A fine madness

This hyperventilating column by Jacob Weisberg, called “The Power-Madness of King George,” is the latest to invoke the memory of King George III in connection with the NSA intercept program. According to Weisberg, the Bush administration’s legal position regarding FISA entails “an elective dictatorship, governed not by three counterpoised branches of government, but by a secretive, possibly benign, awesomely powerful king.”
But look more carefully at the claim the president is making that Weisberg fears will turn us into a dictatorship — it’s the claim that the authorization of force granted to the president by Congress after 9/11 permits the surveillance notwithstanding Congress’s previous pronouncments in FISA. Now that claim about what Congress did is either true or false. If it’s true, then the president hasn’t usurped any power; he’s just exercising power that Congress gave him. If it’s false, the Supreme Court has the opportunity to so rule. Only if the president does not adhere to that ruling would it be plausible to start complaining about abuse of power remotely comparable to that of a dictatorship. And since the president informed Congress what he was doing, it’s difficult to argue that he was trying to deny that body it right to challenge his asserted power if it saw fit to do so.
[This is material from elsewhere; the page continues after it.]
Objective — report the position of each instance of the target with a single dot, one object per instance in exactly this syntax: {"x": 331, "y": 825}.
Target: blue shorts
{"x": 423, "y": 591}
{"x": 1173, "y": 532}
Weisberg sees “daffy monarchical overtones” in the Attorney General’s statement that the congressional authorization of force “places the president at the zenith of his powers” giving him “all that he possesses in his own right plus all that Congress can delegate.” But Weisberg must know that this language comes almost verbatim from Justice Jackson’s concurring opinion in the steel mill seizure case, which nearly everyone, liberal and conservative (although not John), regards as the starting point in any reasonable discussion of presidential power in this context.
We’re not in danger of becoming a dictatorship if the most sinister administration language Weisberg can try to scare us with comes from a Supreme Court opinion.